Standard Deviation – When to Use Population vs Sample in Engineering Testing

engineering-statisticspopulationsamplestandard deviation

When I run an test for something (say 10 trials) and want to find the standard deviation of all 10 trials, I am getting confused if I should use the sample or population standard deviation. My initial thought would be the sample standard deviation since I could run 10 more trials and now have more data points thus never having the complete population.

A lot of the examples I see online involve student grades or finance applications (which I never deal with) but I am having trouble finding a concrete answer on what to do when it is possible to run more tests and have more data points but using all the data points you have to get a standard deviation.

Best Answer

The two forms of standard deviation are relevant to two different types of variability. One is the variability of values within a set of numbers and one is an estimate of the variability of a population from which a sample of numbers has been drawn.
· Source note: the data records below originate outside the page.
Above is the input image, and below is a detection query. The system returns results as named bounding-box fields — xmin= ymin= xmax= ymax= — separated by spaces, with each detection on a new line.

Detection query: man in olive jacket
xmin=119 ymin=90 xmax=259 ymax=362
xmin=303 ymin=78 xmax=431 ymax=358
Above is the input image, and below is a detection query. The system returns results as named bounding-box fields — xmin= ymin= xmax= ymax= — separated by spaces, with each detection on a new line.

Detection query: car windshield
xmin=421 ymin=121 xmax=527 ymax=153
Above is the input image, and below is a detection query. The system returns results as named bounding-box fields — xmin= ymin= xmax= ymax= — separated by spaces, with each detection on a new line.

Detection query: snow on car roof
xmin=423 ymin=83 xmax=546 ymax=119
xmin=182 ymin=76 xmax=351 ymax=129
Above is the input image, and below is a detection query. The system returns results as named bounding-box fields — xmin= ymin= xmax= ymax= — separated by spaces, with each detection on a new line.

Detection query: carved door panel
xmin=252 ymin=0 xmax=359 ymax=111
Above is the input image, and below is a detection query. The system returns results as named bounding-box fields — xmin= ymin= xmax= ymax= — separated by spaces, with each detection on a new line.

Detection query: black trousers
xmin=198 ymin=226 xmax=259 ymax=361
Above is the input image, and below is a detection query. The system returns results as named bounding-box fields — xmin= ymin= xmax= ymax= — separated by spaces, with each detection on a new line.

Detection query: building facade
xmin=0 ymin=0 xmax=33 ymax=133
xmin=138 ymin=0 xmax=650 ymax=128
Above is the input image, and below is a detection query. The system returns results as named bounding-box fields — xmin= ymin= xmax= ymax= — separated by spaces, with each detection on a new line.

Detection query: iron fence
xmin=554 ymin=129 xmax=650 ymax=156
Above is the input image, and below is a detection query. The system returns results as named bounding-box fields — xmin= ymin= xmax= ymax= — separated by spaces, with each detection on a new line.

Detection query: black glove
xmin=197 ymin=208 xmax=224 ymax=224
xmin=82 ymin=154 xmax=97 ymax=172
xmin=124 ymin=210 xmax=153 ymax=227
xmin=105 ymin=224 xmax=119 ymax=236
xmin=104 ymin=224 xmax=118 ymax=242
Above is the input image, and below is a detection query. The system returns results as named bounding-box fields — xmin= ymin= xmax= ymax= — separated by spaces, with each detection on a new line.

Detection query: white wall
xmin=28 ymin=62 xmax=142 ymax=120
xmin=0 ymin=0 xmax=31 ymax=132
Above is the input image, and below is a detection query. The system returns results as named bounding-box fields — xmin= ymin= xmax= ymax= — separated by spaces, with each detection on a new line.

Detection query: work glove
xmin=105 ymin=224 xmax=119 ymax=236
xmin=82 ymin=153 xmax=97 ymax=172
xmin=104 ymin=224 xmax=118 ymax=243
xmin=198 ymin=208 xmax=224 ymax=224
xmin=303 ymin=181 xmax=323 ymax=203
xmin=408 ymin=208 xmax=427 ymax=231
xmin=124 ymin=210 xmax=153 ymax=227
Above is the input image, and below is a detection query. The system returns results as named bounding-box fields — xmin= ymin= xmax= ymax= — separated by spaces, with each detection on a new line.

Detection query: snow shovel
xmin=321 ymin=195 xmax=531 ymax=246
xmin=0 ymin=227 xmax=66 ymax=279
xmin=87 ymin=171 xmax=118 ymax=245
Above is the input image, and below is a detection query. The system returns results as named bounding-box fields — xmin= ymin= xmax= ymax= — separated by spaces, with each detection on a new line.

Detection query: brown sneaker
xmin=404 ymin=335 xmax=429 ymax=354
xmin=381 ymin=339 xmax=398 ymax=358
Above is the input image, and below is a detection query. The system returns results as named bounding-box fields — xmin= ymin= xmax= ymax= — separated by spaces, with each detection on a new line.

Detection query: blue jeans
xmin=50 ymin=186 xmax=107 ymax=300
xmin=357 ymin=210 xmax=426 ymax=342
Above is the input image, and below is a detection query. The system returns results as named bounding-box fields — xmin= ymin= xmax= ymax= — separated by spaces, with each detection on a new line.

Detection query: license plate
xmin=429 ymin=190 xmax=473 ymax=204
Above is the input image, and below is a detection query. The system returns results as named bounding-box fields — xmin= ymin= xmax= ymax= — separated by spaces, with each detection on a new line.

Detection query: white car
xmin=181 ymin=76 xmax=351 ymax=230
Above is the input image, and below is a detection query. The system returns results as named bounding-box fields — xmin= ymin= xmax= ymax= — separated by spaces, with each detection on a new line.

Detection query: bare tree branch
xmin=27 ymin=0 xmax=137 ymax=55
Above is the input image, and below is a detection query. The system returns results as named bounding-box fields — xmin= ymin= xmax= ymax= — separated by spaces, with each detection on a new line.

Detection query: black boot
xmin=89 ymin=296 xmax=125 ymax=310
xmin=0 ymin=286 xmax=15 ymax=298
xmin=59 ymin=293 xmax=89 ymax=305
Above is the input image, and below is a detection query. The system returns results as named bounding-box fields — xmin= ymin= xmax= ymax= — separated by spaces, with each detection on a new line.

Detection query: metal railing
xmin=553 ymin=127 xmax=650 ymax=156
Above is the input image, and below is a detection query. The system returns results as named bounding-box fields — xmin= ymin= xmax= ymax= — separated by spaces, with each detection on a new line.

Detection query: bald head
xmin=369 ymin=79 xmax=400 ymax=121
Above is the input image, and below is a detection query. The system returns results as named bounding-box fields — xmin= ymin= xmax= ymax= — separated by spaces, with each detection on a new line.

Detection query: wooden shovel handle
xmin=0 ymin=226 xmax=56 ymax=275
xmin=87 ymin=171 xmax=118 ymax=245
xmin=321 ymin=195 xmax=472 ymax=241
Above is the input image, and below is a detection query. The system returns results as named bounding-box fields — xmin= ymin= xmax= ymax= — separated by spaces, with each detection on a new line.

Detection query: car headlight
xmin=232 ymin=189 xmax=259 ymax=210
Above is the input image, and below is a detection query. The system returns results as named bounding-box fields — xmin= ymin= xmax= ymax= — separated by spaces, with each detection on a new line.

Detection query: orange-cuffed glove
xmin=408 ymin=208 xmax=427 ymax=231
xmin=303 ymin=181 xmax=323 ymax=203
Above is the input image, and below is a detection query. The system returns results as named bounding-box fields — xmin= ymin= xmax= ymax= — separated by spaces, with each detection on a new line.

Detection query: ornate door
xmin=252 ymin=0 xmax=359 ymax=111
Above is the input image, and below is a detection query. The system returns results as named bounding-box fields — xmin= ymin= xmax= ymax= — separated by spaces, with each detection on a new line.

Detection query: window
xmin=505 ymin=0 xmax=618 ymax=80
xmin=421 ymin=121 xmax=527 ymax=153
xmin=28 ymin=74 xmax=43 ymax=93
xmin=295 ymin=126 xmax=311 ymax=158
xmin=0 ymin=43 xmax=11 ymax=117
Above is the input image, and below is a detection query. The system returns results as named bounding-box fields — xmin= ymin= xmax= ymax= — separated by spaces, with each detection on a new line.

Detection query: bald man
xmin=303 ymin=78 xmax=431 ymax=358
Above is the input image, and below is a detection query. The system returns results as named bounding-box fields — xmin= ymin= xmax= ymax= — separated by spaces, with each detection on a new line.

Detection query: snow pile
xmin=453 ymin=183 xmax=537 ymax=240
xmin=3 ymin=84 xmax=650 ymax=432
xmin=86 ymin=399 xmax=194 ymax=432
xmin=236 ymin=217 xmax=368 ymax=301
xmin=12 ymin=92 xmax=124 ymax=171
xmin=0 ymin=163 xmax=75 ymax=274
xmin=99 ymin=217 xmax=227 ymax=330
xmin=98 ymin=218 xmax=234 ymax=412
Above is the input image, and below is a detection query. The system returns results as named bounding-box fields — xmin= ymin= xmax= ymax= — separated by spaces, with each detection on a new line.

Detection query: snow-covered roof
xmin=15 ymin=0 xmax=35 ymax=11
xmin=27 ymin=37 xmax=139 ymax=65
The population standard deviation is relevant where the numbers that you have in hand are the entire population, and the sample standard deviation is relevant where the numbers are a sample of a much larger population.

For any given set of numbers the sample standard deviation is larger than the population standard deviation because there is extra uncertainty involved: the uncertainty that results from sampling. See this for a bit more information: Intuitive explanation for dividing by $n-1$ when calculating standard deviation?

For an example, the population standard deviation of 1,2,3,4,5 is about 1.41 and the sample standard deviation is about 1.58.